Leaders in Education Learn and Shape the Industry’s Future with Creative Insights from Research, Technology and Experience
The International Baccalaureate Organization’s (IB) Director General, Dr Siva Kumari, initiated the organization’s first virtual conference, engaging more than 4,500 school leaders, educators and experts from 110 countries. In her opening remarks, Dr Kumari praised educators for their work on the front lines of the largest disruption to education ever, while presenting the IB’s plans to enrich the next generation of global citizens with a high-quality curriculum designed for the modern world.
Just as doctors must keep up with the latest research, the Director General noted that educators must keep up their knowledge to provide an education that meets the demands of the fourth industrial revolution. “We want our teachers to be respected as professionals, developing our young people and each new IB generation. We believe teachers are equal to doctors in their professional responsibility. Teachers develop the health and wealth of our society by developing generations. For this highly nuanced professionalism, you deserve our highest respect”, Dr Kumari said.
“We are co-creators in imagining what’s next as we re-emerge from this global pandemic”, continued Dr Kumari, speaking to the collaborative role of educators play in executing IB programmes.
In more than 60 on-demand sessions, the constructive discourse from the keynote speakers, topic experts and participants touched on the changing educational landscape, transformation of teaching and learning, diversity, equity and inclusion, curriculum design, assessment and more. Continuing the conference theme of, “Re-imagining the future”, participants were able to delve into different aspects of the IB, such as IB subjects, programmes and resources in close-knit roundtables and panel discussions with distinguished educators. Attendees noted the global need for the industry to come together and learn to better serve their school communities with the latest research, tools and ideas in education.

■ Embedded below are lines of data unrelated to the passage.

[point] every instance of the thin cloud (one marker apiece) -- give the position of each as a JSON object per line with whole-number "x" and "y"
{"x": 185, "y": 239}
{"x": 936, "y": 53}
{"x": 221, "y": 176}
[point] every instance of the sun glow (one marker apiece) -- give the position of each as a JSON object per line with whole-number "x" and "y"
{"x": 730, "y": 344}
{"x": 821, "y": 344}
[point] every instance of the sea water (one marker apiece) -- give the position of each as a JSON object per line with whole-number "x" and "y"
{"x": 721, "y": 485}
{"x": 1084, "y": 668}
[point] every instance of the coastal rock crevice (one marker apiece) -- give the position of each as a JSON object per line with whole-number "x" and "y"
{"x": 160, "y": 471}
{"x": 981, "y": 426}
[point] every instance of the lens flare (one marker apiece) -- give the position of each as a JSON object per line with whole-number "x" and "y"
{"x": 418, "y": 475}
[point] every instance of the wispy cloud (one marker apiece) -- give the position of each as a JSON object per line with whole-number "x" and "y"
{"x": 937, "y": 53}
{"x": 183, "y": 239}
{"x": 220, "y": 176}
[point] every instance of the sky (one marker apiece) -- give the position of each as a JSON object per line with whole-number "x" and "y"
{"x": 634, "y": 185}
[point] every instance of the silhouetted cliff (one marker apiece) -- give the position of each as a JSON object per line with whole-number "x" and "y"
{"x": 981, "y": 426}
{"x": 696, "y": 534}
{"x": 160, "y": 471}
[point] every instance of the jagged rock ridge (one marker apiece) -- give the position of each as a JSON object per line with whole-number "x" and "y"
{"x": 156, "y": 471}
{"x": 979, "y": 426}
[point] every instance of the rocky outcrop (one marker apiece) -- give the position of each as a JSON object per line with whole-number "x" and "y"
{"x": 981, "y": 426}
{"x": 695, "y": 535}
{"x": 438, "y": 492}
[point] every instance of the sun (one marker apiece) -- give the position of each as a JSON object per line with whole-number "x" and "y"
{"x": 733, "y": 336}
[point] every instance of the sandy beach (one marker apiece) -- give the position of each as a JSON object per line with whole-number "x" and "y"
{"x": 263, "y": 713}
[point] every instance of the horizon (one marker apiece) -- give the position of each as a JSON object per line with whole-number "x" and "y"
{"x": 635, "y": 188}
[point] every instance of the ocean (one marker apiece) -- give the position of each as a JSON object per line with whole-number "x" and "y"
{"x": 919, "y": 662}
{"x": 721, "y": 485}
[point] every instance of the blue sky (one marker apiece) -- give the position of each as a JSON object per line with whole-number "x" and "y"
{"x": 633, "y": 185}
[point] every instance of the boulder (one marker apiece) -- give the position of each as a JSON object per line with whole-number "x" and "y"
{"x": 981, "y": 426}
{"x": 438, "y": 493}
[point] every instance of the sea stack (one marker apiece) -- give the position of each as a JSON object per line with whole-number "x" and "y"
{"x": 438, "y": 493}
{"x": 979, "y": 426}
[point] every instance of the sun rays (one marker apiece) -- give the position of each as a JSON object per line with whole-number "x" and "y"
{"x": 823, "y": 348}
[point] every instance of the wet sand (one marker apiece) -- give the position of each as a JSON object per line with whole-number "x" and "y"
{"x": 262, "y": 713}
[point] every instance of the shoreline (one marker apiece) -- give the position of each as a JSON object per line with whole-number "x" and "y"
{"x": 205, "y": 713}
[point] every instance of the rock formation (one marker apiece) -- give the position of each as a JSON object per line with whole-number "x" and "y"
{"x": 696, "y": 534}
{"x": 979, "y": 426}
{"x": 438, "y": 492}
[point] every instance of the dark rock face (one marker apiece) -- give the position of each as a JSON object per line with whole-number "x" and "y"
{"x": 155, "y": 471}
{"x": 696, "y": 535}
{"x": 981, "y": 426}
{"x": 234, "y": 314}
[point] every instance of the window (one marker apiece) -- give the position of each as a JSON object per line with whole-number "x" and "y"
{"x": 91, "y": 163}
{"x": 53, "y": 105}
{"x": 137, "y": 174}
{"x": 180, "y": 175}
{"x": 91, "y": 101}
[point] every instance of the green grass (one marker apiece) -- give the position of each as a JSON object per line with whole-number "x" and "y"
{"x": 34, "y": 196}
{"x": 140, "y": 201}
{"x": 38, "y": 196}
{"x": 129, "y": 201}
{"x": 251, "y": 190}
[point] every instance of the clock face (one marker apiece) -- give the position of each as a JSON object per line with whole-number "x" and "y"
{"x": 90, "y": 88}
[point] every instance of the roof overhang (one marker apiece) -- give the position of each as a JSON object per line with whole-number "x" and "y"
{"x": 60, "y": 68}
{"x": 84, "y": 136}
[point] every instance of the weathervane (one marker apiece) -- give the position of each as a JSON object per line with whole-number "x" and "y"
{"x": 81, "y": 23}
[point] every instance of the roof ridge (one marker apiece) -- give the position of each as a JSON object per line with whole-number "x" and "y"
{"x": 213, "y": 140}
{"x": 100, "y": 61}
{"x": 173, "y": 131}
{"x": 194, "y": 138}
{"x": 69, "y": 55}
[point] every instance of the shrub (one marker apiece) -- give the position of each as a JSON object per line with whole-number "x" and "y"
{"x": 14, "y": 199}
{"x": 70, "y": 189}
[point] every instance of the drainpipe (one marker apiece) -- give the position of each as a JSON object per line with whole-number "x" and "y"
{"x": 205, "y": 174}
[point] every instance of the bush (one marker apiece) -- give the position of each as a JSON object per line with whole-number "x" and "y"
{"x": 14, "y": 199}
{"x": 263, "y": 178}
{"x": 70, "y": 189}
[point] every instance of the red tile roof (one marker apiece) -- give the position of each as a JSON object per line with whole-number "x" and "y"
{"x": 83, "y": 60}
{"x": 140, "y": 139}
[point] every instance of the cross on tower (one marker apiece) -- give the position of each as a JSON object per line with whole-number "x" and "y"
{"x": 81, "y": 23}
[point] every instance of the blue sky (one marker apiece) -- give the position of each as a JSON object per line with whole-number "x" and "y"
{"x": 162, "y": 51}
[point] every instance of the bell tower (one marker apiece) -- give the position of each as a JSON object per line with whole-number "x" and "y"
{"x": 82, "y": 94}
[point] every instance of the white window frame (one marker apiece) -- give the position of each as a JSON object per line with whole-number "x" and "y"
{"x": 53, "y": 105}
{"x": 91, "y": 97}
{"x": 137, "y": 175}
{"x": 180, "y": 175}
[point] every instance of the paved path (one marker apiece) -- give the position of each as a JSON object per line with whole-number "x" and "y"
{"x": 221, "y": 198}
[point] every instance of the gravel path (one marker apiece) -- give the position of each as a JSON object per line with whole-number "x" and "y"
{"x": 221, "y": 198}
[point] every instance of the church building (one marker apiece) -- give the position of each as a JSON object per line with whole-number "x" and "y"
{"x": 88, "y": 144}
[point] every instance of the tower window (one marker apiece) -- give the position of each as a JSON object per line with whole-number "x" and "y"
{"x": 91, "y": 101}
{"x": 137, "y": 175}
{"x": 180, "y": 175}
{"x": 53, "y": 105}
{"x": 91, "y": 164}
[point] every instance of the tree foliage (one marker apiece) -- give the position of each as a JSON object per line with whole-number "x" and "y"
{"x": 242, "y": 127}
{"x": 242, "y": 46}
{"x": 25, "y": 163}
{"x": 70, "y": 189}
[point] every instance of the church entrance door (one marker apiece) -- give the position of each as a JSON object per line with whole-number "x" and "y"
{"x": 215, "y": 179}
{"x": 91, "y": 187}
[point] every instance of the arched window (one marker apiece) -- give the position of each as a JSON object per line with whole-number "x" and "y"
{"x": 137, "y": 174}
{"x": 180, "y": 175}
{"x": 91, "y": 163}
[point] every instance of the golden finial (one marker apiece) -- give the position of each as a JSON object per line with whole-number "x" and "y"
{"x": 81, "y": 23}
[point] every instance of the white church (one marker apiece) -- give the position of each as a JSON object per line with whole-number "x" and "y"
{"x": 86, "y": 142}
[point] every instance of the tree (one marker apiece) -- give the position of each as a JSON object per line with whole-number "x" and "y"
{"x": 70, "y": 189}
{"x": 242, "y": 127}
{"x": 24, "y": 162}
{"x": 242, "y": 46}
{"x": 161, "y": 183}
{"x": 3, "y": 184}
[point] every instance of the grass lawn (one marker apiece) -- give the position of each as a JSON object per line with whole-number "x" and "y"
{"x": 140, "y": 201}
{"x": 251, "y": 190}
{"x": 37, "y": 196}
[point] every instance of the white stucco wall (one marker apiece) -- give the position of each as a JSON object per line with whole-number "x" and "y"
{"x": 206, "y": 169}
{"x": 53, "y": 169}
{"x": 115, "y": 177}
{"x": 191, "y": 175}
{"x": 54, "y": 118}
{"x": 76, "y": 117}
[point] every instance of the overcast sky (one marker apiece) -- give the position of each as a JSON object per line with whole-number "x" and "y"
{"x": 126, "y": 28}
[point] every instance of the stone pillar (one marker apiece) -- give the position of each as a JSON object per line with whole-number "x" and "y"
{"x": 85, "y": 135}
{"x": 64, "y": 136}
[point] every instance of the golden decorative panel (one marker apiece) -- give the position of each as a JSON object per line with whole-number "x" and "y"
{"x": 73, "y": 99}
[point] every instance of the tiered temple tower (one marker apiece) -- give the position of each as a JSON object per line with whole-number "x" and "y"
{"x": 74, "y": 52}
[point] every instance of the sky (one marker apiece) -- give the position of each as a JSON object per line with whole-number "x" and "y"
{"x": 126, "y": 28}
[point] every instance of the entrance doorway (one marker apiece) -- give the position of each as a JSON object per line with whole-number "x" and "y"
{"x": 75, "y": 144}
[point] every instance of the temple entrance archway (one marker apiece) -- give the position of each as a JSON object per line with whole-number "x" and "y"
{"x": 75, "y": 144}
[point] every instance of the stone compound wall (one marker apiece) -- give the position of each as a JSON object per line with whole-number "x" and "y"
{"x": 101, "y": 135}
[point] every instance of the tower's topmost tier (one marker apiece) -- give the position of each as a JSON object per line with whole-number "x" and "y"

Taking to social media, school leaders and educators praised the conference’s success and shared their favorite takeaways. Highlights of the event included presentations of community projects and artwork from students around the world and the ability for participants to enhance their networks by interacting and knowledge-sharing.
The IB also shared plans to adapt to meet demands faced by schools, educators and students by focusing on continuous community-centered, data-driven methods.
“What you are preparing your students for with the IB curriculum will be eminently important. Critical thinking, curiosity about the world, creativity, the ability to formulate a hypothesis around a perceived problem and then use a research process to design a solution.”, Dr Kumari remarked.
Recent research indicates that an IB education gives Diploma Programme (DP) students an advantage in critical thinking, offers Career-related Programme (CP) students the adaptability and soft skills employers seek and promotes positive effects in Primary Years Programme (PYP) students, such as well-being, transdisciplinary learning, inclusiveness and other social-emotional attributes.
“These are the skills that will be necessary moving into the future because of the unpredictable road ahead. Creativity and curiosity are fundamental traits to be able to pursue your best future”, said Dr Nicole Bien, IB’s director of learning and teaching.
“Education is the strongest force for good in a changing world”, explained Dr Kumari, who is continuously increasing access to and opportunities for IB programmes. Kumari led the IB’s goal to invest in digital technologies, such as the award-winning eAssessment platform implemented for the Middle Years Programme (MYP) this year and secured additional funding for online master’s degrees in collaboration with the University of the People.
With these efforts, the IB has continued to see growth during the pandemic, increasing to offer more than 7,000 IB programmes in more than 5,300 schools in 158 countries and awarding the highest number of diplomas in its 52-year history, while also keeping costs low for schools, offering free professional development and eliminating the candidate registration fee.